Over 1.3 million records are available to search this Findmypast Friday including over 1 million parish registers from Nottinghamshire. These new baptisms, banns, marriages and burials mark the second phase of our Six Counties in Six Months initiative. Launched back in April with the release of over five million Wiltshire records, the project will see the online publication of vital records from a further four counties across England over the next four months.
Nottinghamshire Baptisms Index 1538-1917
Over 580,000 records have been added to our collection of Nottinghamshire baptisms. Before civil registration was introduced in 1837, birth, marriage, and death records were recorded with the local parish. The Church of England mandated the keeping of registers from 1538, and until the Religious Toleration Act of 1689, other denominations, such as Methodists and Roman Catholics, registered life events with the Church of England. Many chose to continue this practice after 1689.
The collection now contains over 1.4 million transcripts that will reveal your ancestor's baptism date, baptism location, religious denomination, residence and parent's names.

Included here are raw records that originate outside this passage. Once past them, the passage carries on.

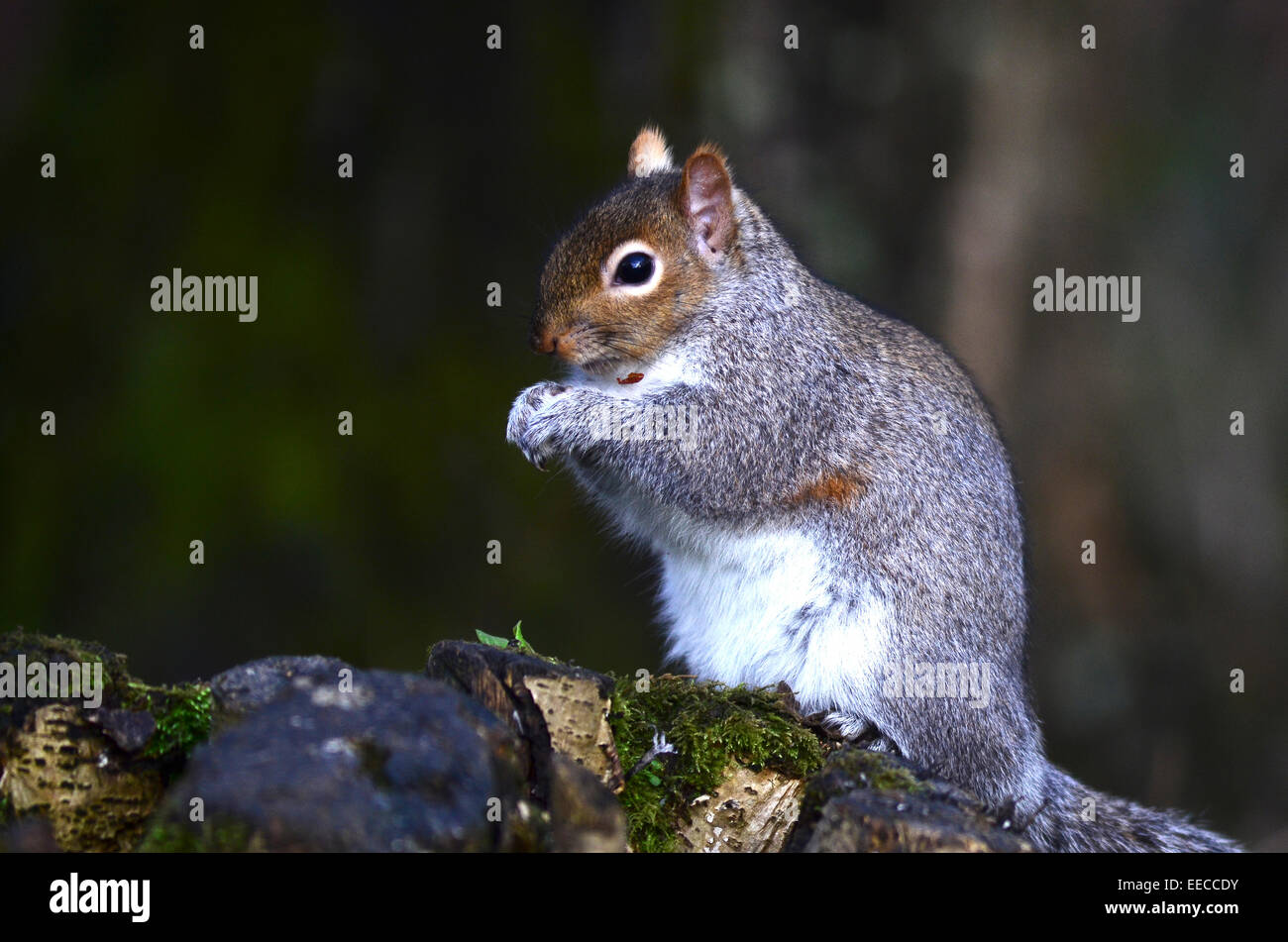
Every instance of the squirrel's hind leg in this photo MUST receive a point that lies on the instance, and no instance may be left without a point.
(859, 731)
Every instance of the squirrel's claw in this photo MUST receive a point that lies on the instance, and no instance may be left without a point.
(529, 425)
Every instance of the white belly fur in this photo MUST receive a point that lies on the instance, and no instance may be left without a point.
(728, 607)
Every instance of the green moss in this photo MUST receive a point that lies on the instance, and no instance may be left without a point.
(709, 726)
(181, 712)
(206, 838)
(183, 721)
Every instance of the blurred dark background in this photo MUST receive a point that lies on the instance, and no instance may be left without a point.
(469, 162)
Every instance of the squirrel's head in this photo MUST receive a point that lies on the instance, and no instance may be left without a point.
(622, 280)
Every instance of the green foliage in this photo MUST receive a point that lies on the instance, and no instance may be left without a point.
(518, 642)
(183, 721)
(211, 838)
(709, 726)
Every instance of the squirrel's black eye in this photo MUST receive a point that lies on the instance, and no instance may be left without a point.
(635, 267)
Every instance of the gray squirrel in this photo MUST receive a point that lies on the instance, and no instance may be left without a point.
(827, 493)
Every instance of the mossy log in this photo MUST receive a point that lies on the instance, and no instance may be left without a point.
(93, 773)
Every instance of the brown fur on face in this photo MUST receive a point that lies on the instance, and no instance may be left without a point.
(580, 319)
(832, 488)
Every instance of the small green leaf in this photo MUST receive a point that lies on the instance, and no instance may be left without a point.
(490, 640)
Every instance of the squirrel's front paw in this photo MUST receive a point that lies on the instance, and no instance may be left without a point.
(531, 425)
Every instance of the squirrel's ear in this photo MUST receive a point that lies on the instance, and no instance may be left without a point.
(706, 197)
(649, 154)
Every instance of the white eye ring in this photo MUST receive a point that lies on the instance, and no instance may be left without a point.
(614, 259)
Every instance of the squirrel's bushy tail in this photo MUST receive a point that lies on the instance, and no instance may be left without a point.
(1080, 820)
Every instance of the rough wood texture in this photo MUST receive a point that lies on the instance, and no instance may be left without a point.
(553, 706)
(751, 812)
(64, 769)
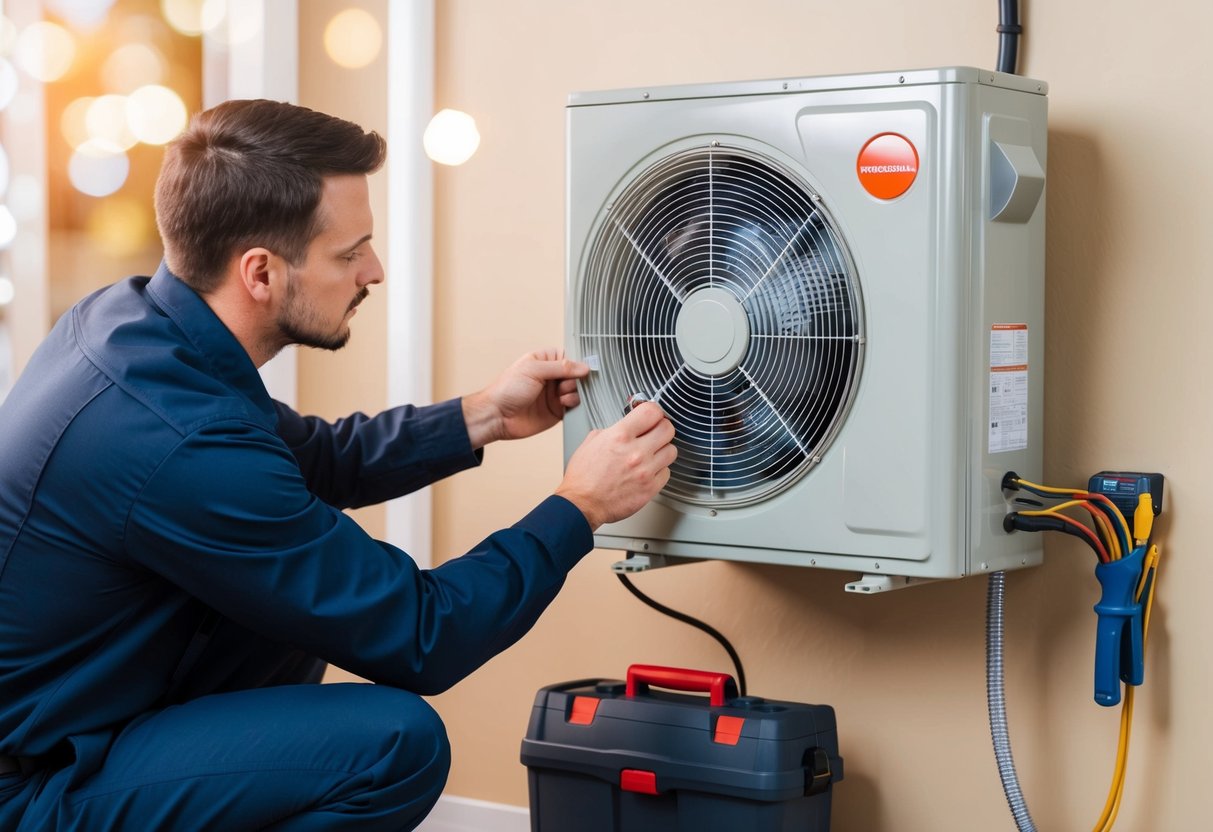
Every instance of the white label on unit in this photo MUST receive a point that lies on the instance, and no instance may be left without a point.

Nottinghamshire Banns Index 1600-1812
Nottinghamshire Banns contains over 800 records that will allow you to discover whether your ancestors were married via this ancient legal tradition. Banns are proclamations of a couple's intention to marry. The proclamation is made in the resident parish of the couple three months prior to their intended marriage date. If the couple lives in separate parishes, the banns will be announced in each parish. The proclamation is made three times on three separate Sundays. This practice was introduced in order to prevent clandestine marriages and to give the local congregation time to put forward any reasons against the union taking place.

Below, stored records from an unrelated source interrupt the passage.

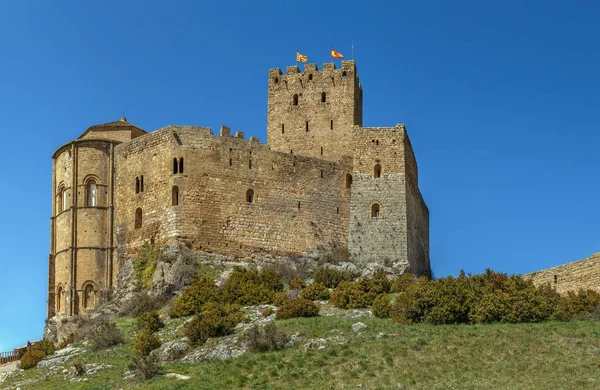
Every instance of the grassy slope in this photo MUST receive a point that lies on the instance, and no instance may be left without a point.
(548, 355)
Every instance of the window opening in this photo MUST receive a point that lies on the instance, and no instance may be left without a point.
(375, 211)
(138, 218)
(175, 196)
(377, 171)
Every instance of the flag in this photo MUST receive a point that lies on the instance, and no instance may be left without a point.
(301, 58)
(335, 54)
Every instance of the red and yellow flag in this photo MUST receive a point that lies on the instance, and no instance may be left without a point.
(301, 58)
(335, 54)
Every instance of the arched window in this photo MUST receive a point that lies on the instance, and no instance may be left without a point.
(90, 193)
(138, 218)
(175, 196)
(377, 171)
(61, 204)
(375, 211)
(89, 297)
(59, 299)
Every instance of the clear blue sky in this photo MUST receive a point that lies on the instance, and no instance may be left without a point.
(501, 101)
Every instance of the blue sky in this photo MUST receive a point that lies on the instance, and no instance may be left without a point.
(500, 100)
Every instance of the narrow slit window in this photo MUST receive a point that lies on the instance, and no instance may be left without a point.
(377, 171)
(375, 211)
(175, 196)
(138, 218)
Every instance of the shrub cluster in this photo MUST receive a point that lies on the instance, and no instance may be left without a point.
(331, 277)
(270, 339)
(485, 298)
(36, 353)
(214, 320)
(297, 307)
(315, 292)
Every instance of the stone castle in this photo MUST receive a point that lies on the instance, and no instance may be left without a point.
(321, 183)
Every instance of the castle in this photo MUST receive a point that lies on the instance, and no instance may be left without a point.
(322, 182)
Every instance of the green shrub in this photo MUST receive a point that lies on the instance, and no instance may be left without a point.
(249, 287)
(400, 284)
(215, 320)
(148, 320)
(297, 283)
(195, 296)
(31, 358)
(145, 263)
(352, 295)
(45, 346)
(297, 307)
(381, 306)
(146, 341)
(270, 339)
(315, 292)
(144, 367)
(331, 277)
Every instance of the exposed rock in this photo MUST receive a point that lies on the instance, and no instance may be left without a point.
(225, 349)
(357, 327)
(177, 376)
(171, 351)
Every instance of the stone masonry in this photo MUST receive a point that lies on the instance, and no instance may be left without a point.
(582, 274)
(322, 182)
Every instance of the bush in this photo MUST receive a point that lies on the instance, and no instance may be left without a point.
(402, 282)
(146, 341)
(331, 277)
(297, 307)
(215, 320)
(315, 292)
(297, 283)
(381, 306)
(249, 287)
(352, 295)
(270, 339)
(144, 367)
(105, 335)
(140, 303)
(192, 299)
(149, 320)
(46, 346)
(31, 358)
(145, 263)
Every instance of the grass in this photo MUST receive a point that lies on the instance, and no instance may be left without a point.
(386, 355)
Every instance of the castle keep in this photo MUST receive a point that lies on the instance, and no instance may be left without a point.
(322, 182)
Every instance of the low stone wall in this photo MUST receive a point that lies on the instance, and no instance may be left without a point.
(582, 274)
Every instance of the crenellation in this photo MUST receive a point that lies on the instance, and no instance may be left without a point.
(321, 181)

Each transcript will reveal the couple's names, birth years, marital status, residence, where there banns were read and the dates of the readings. It is important to note that the fact that a banns record exists does not confirm that the marriage actually took place.

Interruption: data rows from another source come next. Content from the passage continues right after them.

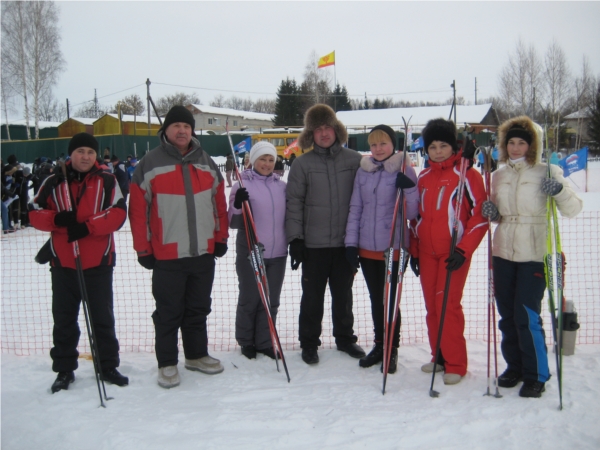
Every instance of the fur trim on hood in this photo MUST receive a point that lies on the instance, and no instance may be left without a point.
(316, 116)
(391, 165)
(534, 154)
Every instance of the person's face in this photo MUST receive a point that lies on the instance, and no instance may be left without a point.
(83, 159)
(179, 134)
(516, 148)
(265, 165)
(439, 151)
(324, 136)
(382, 150)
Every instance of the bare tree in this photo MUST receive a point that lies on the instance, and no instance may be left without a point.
(557, 78)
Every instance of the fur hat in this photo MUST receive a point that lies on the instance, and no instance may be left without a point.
(316, 116)
(176, 114)
(83, 140)
(522, 127)
(440, 130)
(387, 130)
(262, 148)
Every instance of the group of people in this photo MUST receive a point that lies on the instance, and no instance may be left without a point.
(333, 217)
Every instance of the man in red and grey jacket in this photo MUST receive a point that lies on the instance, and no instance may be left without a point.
(98, 211)
(178, 217)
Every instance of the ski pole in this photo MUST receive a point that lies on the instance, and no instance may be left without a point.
(84, 297)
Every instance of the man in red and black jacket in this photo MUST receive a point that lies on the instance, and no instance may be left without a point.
(98, 211)
(178, 217)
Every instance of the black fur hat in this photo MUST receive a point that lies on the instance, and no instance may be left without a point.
(316, 116)
(440, 130)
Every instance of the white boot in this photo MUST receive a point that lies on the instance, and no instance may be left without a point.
(168, 377)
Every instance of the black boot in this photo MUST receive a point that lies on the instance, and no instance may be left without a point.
(249, 351)
(62, 381)
(113, 376)
(375, 356)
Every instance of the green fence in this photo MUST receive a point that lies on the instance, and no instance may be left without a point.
(120, 145)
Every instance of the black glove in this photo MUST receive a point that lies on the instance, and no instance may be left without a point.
(297, 255)
(456, 260)
(77, 231)
(414, 265)
(469, 149)
(240, 196)
(147, 262)
(352, 256)
(65, 218)
(220, 249)
(403, 182)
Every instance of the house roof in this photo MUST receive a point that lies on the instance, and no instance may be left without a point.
(419, 116)
(234, 113)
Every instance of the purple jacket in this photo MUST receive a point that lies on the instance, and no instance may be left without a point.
(373, 201)
(267, 200)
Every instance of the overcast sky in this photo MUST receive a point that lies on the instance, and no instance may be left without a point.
(403, 50)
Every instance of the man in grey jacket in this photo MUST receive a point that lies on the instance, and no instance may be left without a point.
(318, 201)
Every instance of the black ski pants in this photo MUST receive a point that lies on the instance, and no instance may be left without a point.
(519, 289)
(182, 289)
(66, 298)
(251, 322)
(375, 273)
(323, 265)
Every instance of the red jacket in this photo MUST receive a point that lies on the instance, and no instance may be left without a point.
(431, 232)
(99, 204)
(177, 207)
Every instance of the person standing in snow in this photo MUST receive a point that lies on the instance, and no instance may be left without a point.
(368, 231)
(431, 237)
(518, 204)
(178, 216)
(91, 223)
(265, 191)
(318, 200)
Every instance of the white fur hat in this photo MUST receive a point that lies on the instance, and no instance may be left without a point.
(262, 148)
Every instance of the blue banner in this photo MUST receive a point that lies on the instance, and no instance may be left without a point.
(243, 146)
(575, 162)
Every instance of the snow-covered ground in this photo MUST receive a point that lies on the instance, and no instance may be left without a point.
(333, 405)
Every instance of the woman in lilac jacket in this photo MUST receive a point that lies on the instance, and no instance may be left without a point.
(369, 223)
(266, 193)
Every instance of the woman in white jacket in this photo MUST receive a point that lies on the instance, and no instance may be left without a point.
(518, 203)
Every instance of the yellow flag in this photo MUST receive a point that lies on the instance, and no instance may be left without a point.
(327, 60)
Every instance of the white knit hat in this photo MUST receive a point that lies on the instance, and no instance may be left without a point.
(262, 148)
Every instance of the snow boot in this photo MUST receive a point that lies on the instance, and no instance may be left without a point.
(206, 364)
(510, 378)
(375, 356)
(249, 351)
(113, 376)
(168, 377)
(62, 381)
(532, 389)
(310, 355)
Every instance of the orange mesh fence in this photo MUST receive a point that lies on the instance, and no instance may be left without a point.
(27, 297)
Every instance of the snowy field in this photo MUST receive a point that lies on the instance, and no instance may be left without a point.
(333, 405)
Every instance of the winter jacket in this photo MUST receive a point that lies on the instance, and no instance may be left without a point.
(318, 196)
(267, 201)
(99, 204)
(438, 189)
(372, 205)
(177, 207)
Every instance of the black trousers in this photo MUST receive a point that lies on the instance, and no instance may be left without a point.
(375, 273)
(325, 265)
(519, 289)
(66, 298)
(182, 289)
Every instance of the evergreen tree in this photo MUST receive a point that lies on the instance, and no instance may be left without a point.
(288, 104)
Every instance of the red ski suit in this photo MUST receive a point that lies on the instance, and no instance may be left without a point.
(431, 237)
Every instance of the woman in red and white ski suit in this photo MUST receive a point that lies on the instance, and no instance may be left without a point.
(431, 237)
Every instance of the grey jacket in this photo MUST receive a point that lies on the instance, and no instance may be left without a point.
(318, 196)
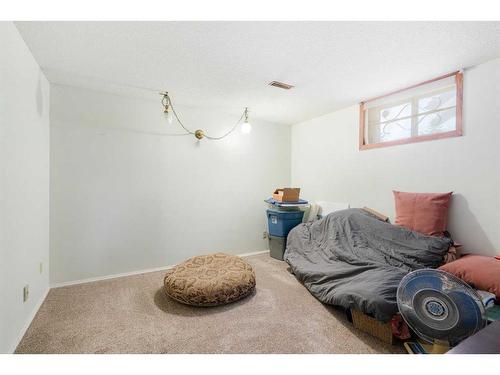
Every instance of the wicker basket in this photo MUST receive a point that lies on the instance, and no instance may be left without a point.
(370, 325)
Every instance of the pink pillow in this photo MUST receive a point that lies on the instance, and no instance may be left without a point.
(481, 271)
(426, 213)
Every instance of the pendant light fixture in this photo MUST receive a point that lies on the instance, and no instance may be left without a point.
(170, 115)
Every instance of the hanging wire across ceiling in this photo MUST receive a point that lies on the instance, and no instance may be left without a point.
(169, 109)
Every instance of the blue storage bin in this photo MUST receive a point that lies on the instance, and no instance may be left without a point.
(282, 222)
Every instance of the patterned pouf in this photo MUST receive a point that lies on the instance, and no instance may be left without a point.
(210, 280)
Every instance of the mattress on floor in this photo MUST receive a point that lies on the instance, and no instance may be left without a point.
(353, 259)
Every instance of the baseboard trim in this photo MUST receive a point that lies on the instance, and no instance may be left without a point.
(133, 273)
(30, 319)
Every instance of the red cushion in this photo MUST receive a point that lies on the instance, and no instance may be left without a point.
(426, 213)
(481, 271)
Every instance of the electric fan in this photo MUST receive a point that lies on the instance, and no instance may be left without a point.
(440, 308)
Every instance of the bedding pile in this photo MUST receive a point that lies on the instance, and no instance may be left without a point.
(353, 259)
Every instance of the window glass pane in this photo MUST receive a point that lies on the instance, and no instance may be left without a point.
(395, 112)
(437, 101)
(395, 130)
(437, 122)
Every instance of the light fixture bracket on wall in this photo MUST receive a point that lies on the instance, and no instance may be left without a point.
(170, 114)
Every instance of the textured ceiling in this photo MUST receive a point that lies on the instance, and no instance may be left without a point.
(227, 65)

Nottinghamshire Marriages Index 1528-1929
Over 295,000 records spanning 400 years have been added to our collection of Nottinghamshire Marriages. The records have been transcribed from original parish records and bishop's transcripts by Findmypast and the Nottinghamshire Family History Society.
The collection now contains over 984,000 transcripts that will reveal your ancestor's birth year, residence, marriage date, marriage place, occupation, residence, father's name, whether they were married by banns or licence and corresponding details for their spouse. Some records may also list the names of any witnesses present.
Nottinghamshire Burials Index 1596-1905
Over 423,000 new transcripts of original parish records and bishop's transcripts have been added to our collection of Nottinghamshire burials. Burial records are an excellent way of determining where your ancestors spent their final years.
Each records will reveal where your ancestor was laid to rest, their age at death and religious denomination. You may also find notes on their marital status, cause of death, occupation, or other significant biographical details.
PERiodical Source Index
Over 16,000 images have been added to five titles in the PERiodical Source Index. New images have been added to;
- New York Researcher – volume 26, number 4 (2015) and volume 27, numbers 1 & 2 (2016)
- New York Genealogical and Biographical Record – volume 147, numbers 1 & 2 (2016)
- New Zealand Genealogist – volumes 1-8 (1970-1977); volume 10, number 94 (1979); volume 18, number 176 (1987); and volumes 26-39 (1995-2008)
- Fenwick Colony Gazette – Volume 20, number 3 (2015) and volume 21, numbers 1 &2 (2015)
- The Friend / Friend Intelligencer – volumes 23-36 (1849-1863
The PERiodical Source Index (PERSI) enables you to easily locate key information about people and places. It contains over millions of entries from thousands of historical, genealogical and ethnic publications and is a simple way of accessing articles, photos, and other material you might not find using traditional search methods. This can help to build the historical context around your personal research, and the world your ancestors lived in.